Unser Anliegen ist: Suchen Sie sich einen Verfassungsrechtler oder eine Verfassungsrechtlerin Ihres Vertrauens, schauen Sie sich das gemeinsam an, und gehen Sie diesen Weg mit dem Ziel der Einführung. Nichts anderes wollen wir. Wir wollen auch, dass das Ganze wasserdicht ist, Herr Kollege Dr. Spaenle, und dass sorgfältig gearbeitet wird.

(Zuruf des Abgeordneten Dr. Spaenle (CSU))

Wir wollen, dass die Staatsregierung mit Verfassungsrechtlern und Verfassungsrechtlerinnen zusammenarbeitet und dieses Ziel, das wir offensichtlich gemeinsam haben, weiter verfolgt. Ich habe schon jetzt unterschiedliche Töne gehört. Ich glaube, Herr Kollege Dr. Spaenle und Herr Kollege Herrmann, dass das Parlament offener als die Staatsregierung ist. Hier scheint Bewegung zu sein, aber wen wir noch überzeugen und auf wen wir noch größeren Druck ausüben müssen, das ist die Staatsregierung.

(Beifall beim BÜNDNIS 90/DIE GRÜNEN)

Vielen Dank Frau Kollegin, Also jetzt sind die Redebeiträge schon deshalb erschöpft, weil die Redezeit erschöpft ist.

Wir bleiben dabei, dass wir morgen früh namentlich über diesen Antrag abstimmen. Die Sitzung war noch nicht beendet, und damit konnte der Antrag gestellt werden.
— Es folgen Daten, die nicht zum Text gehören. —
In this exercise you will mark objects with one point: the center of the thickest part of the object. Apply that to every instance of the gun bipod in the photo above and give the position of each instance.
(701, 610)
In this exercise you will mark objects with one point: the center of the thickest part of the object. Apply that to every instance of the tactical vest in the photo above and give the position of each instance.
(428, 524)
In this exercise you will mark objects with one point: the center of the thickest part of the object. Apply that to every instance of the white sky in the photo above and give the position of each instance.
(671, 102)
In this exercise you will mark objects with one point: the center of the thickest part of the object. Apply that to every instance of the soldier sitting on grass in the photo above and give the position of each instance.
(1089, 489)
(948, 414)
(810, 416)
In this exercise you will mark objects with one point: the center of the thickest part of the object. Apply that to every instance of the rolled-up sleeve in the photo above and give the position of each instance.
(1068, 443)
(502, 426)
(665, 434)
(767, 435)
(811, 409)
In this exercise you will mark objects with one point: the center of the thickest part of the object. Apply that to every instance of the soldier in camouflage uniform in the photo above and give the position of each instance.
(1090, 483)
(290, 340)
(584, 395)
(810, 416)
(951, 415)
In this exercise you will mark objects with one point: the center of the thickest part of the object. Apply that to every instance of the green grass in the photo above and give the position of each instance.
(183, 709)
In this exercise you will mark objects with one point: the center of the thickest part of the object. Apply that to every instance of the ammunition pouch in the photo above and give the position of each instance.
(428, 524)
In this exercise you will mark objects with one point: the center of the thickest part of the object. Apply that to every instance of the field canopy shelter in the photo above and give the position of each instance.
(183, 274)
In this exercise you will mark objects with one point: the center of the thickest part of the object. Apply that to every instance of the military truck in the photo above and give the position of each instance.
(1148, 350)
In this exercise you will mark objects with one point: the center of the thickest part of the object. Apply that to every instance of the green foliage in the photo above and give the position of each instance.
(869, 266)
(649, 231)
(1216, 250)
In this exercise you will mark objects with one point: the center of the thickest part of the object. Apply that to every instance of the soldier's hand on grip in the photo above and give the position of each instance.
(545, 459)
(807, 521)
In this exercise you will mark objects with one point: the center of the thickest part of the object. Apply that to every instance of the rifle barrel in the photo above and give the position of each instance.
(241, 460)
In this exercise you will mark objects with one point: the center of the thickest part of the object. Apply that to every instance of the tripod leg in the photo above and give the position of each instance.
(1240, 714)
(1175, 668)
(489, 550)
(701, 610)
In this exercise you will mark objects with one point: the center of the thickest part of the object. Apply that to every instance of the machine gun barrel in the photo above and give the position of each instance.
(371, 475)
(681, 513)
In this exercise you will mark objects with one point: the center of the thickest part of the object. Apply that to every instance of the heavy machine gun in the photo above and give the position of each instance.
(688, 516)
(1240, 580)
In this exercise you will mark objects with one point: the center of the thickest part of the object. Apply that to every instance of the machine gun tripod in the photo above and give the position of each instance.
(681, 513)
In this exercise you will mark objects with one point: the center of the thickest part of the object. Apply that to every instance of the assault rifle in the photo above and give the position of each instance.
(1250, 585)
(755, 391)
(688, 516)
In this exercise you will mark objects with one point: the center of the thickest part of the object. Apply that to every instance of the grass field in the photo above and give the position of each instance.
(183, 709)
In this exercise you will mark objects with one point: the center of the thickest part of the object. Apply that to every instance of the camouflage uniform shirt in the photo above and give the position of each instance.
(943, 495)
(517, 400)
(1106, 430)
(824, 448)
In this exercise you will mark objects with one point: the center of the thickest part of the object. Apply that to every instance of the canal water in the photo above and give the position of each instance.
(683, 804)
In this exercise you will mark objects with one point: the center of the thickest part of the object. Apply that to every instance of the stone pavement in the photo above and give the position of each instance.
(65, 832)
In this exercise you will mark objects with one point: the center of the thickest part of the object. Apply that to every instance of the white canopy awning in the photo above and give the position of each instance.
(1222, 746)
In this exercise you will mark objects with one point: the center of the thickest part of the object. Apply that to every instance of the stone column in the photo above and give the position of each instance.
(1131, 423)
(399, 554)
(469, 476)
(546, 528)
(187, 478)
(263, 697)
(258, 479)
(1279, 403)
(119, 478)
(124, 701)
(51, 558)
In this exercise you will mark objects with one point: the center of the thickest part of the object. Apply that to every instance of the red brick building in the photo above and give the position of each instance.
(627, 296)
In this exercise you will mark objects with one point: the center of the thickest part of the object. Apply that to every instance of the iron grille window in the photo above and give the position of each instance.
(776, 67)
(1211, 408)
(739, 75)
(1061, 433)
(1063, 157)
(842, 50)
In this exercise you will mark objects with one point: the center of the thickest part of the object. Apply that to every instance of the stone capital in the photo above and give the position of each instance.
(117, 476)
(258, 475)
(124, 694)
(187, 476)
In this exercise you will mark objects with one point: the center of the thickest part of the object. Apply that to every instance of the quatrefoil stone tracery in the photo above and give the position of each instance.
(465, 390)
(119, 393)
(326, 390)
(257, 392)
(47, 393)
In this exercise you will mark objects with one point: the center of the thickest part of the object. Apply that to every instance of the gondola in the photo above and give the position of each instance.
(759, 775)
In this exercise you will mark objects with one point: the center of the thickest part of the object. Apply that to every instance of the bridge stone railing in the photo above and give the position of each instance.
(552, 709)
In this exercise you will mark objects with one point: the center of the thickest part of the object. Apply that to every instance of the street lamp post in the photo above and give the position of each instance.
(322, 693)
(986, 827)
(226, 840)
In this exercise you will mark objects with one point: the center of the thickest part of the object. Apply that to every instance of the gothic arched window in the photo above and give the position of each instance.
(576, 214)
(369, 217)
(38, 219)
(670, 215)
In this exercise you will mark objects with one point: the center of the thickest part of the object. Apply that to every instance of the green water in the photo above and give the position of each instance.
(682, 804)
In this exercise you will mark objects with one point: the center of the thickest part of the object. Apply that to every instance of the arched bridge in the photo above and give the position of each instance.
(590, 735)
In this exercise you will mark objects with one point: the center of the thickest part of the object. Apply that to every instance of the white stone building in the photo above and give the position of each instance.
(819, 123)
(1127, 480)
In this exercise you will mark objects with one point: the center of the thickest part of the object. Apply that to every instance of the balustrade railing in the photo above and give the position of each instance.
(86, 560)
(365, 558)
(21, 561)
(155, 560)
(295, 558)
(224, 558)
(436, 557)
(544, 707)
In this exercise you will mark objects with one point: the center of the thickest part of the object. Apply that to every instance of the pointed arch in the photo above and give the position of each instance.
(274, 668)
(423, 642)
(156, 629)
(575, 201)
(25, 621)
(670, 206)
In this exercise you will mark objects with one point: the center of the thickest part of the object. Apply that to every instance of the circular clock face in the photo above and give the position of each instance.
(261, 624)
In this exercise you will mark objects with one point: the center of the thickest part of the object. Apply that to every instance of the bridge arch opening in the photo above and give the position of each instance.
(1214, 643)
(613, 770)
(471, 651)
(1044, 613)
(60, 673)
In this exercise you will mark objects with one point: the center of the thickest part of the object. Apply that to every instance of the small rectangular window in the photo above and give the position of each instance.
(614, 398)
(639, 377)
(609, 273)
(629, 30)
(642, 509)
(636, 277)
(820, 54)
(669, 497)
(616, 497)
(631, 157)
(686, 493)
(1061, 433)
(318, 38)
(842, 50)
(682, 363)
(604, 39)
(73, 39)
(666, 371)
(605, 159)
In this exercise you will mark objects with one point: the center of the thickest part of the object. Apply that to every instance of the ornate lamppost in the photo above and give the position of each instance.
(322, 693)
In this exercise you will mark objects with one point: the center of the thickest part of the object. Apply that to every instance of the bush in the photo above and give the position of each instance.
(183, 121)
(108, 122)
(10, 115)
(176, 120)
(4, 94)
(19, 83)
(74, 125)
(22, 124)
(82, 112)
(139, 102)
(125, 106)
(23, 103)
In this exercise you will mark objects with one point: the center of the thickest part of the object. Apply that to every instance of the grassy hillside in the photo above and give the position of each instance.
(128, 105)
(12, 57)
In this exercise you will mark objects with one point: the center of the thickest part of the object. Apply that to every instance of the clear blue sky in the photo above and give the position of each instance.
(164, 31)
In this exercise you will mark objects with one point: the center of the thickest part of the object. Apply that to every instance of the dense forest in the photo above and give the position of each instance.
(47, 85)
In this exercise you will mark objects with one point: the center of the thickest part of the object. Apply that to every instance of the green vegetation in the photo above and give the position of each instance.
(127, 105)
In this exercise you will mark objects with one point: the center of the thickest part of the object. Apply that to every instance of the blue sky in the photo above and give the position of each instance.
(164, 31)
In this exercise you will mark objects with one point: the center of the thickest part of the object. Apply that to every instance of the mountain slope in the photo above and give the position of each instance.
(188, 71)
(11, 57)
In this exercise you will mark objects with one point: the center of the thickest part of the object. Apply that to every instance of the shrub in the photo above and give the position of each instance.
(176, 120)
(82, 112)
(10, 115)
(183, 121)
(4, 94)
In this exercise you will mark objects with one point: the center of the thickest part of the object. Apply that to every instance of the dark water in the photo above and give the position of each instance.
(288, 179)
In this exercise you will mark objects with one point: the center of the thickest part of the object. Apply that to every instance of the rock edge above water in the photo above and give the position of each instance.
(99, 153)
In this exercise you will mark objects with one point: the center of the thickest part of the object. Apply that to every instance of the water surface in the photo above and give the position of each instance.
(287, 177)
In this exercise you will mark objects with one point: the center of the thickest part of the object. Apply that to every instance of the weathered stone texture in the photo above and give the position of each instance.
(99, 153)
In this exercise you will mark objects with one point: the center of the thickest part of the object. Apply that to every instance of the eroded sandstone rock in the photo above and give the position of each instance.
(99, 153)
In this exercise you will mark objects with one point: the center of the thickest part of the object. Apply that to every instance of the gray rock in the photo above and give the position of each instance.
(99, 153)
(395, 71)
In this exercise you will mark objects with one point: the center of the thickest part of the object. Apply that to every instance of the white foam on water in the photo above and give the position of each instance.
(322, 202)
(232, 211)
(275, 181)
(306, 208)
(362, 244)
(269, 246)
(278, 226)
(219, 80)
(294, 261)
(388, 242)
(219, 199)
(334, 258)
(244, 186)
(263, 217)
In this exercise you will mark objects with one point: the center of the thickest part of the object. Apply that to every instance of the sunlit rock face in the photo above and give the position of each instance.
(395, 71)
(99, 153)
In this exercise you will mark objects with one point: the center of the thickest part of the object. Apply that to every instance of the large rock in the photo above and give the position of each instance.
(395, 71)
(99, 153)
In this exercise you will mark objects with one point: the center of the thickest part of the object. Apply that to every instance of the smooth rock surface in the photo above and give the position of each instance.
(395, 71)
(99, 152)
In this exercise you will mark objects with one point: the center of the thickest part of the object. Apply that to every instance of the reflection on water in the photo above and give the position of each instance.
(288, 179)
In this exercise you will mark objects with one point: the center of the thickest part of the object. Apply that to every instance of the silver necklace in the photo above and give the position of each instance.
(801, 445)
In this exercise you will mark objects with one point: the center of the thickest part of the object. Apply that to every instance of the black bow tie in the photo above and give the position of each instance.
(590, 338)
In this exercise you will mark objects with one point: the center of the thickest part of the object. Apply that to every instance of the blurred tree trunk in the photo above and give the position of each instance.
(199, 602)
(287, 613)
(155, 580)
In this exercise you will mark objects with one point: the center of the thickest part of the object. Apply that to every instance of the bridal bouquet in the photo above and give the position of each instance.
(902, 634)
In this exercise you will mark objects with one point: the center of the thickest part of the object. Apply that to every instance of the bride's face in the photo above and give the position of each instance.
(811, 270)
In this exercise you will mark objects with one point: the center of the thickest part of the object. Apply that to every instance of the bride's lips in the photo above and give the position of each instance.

Ich beende jetzt die Sitzung und erlaube mir das mit einem Bibelzitat zu tun: „Matthäus 12 Vers 36: Ich sage euch aber, dass die Menschen müssen Rechenschaft geben am Tage des Gerichtes von einem jeglichen nichtsnützigen Wort, das sie geredet haben.“ Schönen Abend.